Vogue is not the magazine it used to be. That is known. But the the pivot from editorial authority to a digital vanity mirror has been a stealth move. Now, their writers perform totally like influencers
A Google Discovery Card on 2nd July 2026. Screen shot: Google Discovery
We used to buy Vogue monthly—a testament to a more optimistic era. Then, it became once every quarterly. Eventually, we settled for the diminishing-by-weight September issue, until even that ritual withered, leaving us with absolutely nothing to buy—a mercy, given that the magazine now functions primarily as a glossy platform for influencers to project their insecurities upon. This afternoon, a Discover Card appeared in our Google Discovery feed (see above). It was less the image that arrested our attention than the text beneath it—a caption that didn’t so much beckon as bellow a frantic riddle: “Where Are Vogue Staffers Going On Summer Vacation?” One would think that the fate of the free world hung on the answer, rather than the predictable itinerary of a few underfed editors heading to Puglia. It is reassuring to know that in times of global upheaval, the publication still prioritises such critical journalism. We thought it was Teen Vogue.

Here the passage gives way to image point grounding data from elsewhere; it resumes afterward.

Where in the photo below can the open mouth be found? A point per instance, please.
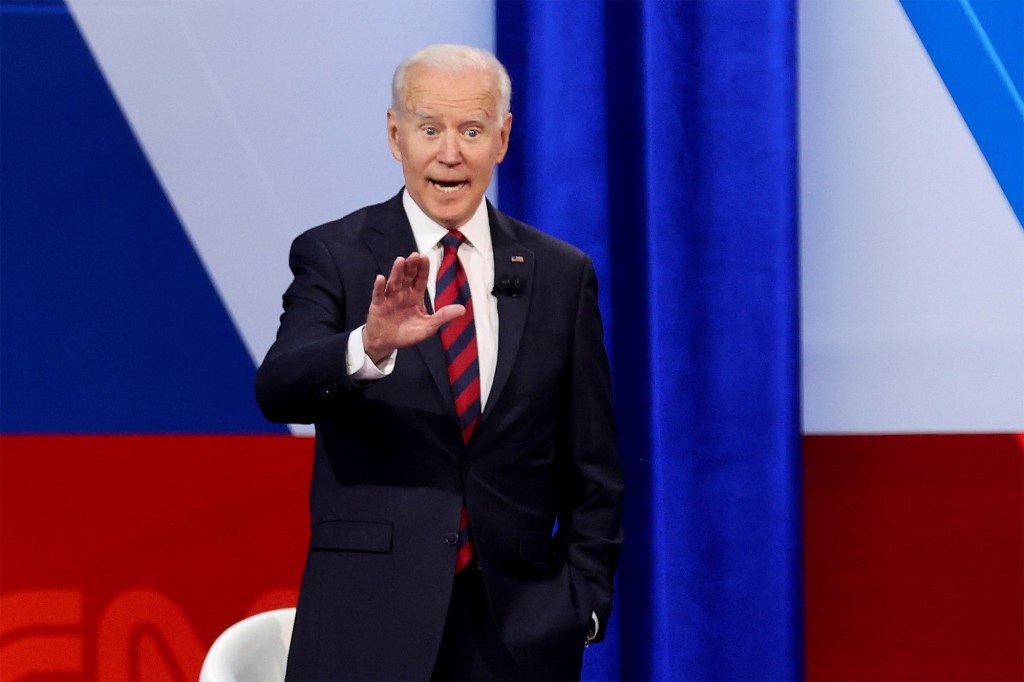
(448, 186)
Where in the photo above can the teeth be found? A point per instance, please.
(450, 188)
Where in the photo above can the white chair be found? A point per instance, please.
(251, 650)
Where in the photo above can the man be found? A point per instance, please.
(466, 495)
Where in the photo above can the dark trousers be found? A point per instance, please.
(471, 648)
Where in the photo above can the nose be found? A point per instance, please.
(450, 153)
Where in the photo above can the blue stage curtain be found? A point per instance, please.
(660, 138)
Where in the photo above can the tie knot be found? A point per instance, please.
(453, 240)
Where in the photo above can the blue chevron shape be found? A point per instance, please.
(978, 50)
(110, 322)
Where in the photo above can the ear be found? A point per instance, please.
(506, 131)
(392, 134)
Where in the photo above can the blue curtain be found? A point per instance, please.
(660, 138)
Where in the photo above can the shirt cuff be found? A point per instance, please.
(358, 365)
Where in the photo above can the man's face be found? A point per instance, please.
(449, 139)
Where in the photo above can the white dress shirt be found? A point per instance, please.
(477, 259)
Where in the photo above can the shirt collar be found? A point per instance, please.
(428, 233)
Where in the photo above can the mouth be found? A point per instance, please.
(448, 186)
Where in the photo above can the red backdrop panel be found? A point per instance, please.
(914, 557)
(125, 556)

Why should we care where Vogue staffers go to for their summer vacation? Nobody gives a fuck where a mid-level “parties editor” or the production manager would be acquiring their sunburn, no matter how expensive the swimwear is. It is a bleak milestone in the degradation of content. Where once there was an expectation of insight or, at the very least, a coherent grasp of syntax, there is now only the frantic, breathless cadence of the content creator. They have traded the burden of thought for the currency of the “hook”. Every paragraph in that article that deserved a shoutout was structured like a performative TikTok caption, desperate for engagement, littered with forced relatability, and hollowed out by the desperate need to remain on-brand. It is no longer writing; it is merely digital busking pretending to be prose—a desperate bid for the spotlight by the editorial staff who mistake their own internal monologue for a cultural milestone.

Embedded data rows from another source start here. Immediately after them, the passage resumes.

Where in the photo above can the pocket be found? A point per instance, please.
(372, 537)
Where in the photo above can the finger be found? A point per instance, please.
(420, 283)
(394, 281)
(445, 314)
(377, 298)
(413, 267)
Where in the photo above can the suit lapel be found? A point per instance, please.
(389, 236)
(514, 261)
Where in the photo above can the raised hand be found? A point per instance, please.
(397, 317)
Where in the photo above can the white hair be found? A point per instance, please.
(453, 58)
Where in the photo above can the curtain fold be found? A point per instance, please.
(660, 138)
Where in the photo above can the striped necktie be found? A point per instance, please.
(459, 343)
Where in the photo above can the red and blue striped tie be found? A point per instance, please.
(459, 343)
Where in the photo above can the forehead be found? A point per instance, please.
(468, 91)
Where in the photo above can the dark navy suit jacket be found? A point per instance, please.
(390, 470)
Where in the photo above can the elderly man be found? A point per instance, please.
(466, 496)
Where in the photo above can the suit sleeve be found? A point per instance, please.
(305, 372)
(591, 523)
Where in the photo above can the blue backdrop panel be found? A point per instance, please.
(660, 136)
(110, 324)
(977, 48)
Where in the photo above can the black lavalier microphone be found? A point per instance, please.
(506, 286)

Where once there was an expectation of insight or, at the very least, a coherent grasp of syntax, there is now only the frantic, breathless cadence of the content creator
This exposes the profound delusion of the modern fashion media apparatus: the arrogant assumption that the people who document style are somehow as fascinating as the people who create it. We do not, after all, ask where the petites mains of the Chanel ateliers spend their August. Why, then, must we endure the trite geographical musings of those whose only heavy lifting involves making things look and sound good even when they are not? Vogue has used their staffers for their ostensibly useful recommendations before, but it seems to be getting worse after they put their global chief content officer on the cover of the May issue. Once that happened, the hierarchy collapsed. If the “editrix”—admittedly a very retro word—of editorial aloofness can be staged as a consumable image, then of course a junior reporter can be churned out as lifestyle filler. That shocking cover normalised editors as the very show itself. That legitimised the idea that any staffer could be conveniently repurposed as content. A team member’s banal summer plan is just another rung in the same ladder of self‑commodification. Frankly, we would not even run that piece in a community club newsletter.
To be sure, Vogue has had their own editors express their voices. And these were minds and, crucially, the register mattered. Diana Vreeland had her own Why Don’t You…? rubric. It was whimsical, eccentric, and absolutely tied to her persona, but crucially, it was editorial whimsy as cultural provocation, not lifestyle filler. Built on her celebrity aura, it was a curated fantasy. Each line was a surreal imperative—“Why don’t you wash your child’s hair in champagne?”—designed to jolt readers into a new imaginative space. In later years, there was Andre Leon Talley, evidence that while his was a timbre of flamboyance that frequently bordered on the vacuous, it was anchored in something larger than himself (and we do mean that literally). His flamboyance was tempered by references—to archives, to designers, to cultural shifts. That gave his writing heft, even when the prose was frothy. Mr Talley was indulgent, but he was indulgent in a way that sustained Vogue’s mystique. The difference now is between vacuity as ornament and vacuity as filler. One builds aura; the other drains it.